Le Détective Public...

La Rencontre

En marchant, sous ce doux soleil matinal, dos à la station d'essence, j'essayais de mettre de l'ordre dans mes idées tandis que mes vêtements humides et couverts de boue, séchaient en raidissant. "Toute enquête qui se respecte comporte toujours au moins un truand, et je lui avais réglé son cas. Dans toute bonne aventure, on finit par rencontrer un ami sur qui l'on pourra compter toute sa vie et je suis sûr que mon ami chauffeur de taxi arrivera aussitôt que j'aurai besoin de lui."
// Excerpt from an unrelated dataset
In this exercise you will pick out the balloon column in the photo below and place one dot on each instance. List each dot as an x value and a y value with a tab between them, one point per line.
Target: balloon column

J'arrivai à la vielle maison entourée de rosiers, à ma droite sur la colline, car j'avais tourné le dos à la station d'essence du mauvais sens. Je repris la route mais cette fois-ci, vers mon hôtel. Il me manquait toujours un lien entre tous les événements de ces derniers jours; un truand pas très coopératif, une randonnée en taxi avec un ami, une sombre demeure pas complètement abandonnée et un coup de matraque qui me faisait encore mal. Mes vêtements et mes chaussures commençaient vraiment à être croûtés et inconfortables.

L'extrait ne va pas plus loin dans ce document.